Sea Smooth captain breaks silence over death crash
Skipper appears at inquiry after refusing to talk to police since the fatal collision
The captain of the Sea Smooth yesterday broke his silence over the Lamma ferry tragedy for the first time.
Lai Sai-ming has even refused to talk to the police since being arrested in hospital for endangering the safety of others the morning after the Sea Smooth was in a collision with Hongkong Electric's Lamma IV.
Eight children and 31 adults, who had been on board the Lamma IV en route to watch the National Day fireworks on October 1, died.
Yesterday, Lai appeared before the commission of inquiry. He gave simple acknowledgements as a statement he had given to lawyers representing the crew of the Hong Kong & Kowloon Ferry's catamaran was read.
Lai is due to appear before the inquiry again on Monday when he is expected to be subject to questioning.
The inquiry heard that in his statement of October 4, he said: "I have navigated between Central Pier and Lamma Island hundreds of times."
Lai, a captain since 1997, also said the 28-metre catamaran was "easy to manoeuvre". The commission heard Lai worked on a 24-hour-shift basis, and was off the day before the collision.
He woke up at 6.20am on October 1 after 7½ hours' sleep, and boarded the Sea Smooth to begin his day at 7.30am.

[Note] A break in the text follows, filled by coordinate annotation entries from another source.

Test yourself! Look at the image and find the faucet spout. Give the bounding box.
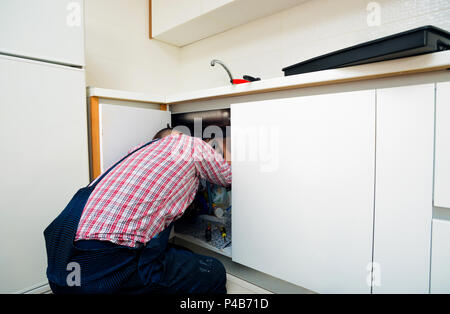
[211,59,233,85]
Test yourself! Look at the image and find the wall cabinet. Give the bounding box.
[434,82,450,208]
[430,219,450,293]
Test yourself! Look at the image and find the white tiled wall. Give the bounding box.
[178,0,450,91]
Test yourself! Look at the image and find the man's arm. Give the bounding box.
[194,138,231,186]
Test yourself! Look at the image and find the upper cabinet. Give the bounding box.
[150,0,305,47]
[0,0,84,66]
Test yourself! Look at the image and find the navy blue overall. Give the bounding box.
[44,141,226,293]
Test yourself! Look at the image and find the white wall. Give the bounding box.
[179,0,450,91]
[152,0,234,34]
[85,0,180,95]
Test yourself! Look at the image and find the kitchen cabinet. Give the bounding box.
[0,55,89,293]
[430,219,450,293]
[434,82,450,208]
[373,84,434,293]
[89,97,171,179]
[150,0,305,47]
[0,0,84,66]
[231,90,375,293]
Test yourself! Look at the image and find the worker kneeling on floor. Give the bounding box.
[44,127,231,293]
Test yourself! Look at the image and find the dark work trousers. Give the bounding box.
[44,142,226,294]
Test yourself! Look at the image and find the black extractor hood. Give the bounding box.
[283,25,450,76]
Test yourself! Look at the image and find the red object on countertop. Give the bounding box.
[233,79,250,85]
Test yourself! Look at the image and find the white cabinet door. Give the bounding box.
[231,91,375,293]
[99,99,171,172]
[373,84,434,293]
[0,0,84,66]
[430,219,450,294]
[0,57,89,293]
[434,82,450,208]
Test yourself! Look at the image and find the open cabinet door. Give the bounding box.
[231,91,375,293]
[89,97,171,179]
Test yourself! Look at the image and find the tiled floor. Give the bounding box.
[227,274,272,294]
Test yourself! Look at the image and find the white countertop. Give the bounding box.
[88,51,450,104]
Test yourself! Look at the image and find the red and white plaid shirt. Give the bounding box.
[75,134,231,247]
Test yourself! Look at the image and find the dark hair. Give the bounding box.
[153,123,173,140]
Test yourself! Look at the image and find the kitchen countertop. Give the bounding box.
[87,51,450,105]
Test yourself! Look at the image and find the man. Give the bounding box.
[44,128,231,293]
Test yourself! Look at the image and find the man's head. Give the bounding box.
[153,123,180,140]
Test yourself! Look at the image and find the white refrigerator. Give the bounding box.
[0,0,89,293]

He skippered the catamaran from Central to Ping Chau once and did six round trips between Central and Lamma Island that day.
Unlike the three crew members on Lamma IV, Lai had a valid radar licence, although he told the inquiry he did not normally use radar in fine weather.
He also had first-aid and firefighting certificates.
Meanwhile, Leung Tai-yau, a sailor on the Lamma IV, confirmed his skipper alerted him about the approaching Sea Smooth.
He blamed previous contradictory statements on his mind going blank after the crash.
No charges have been brought over the collision.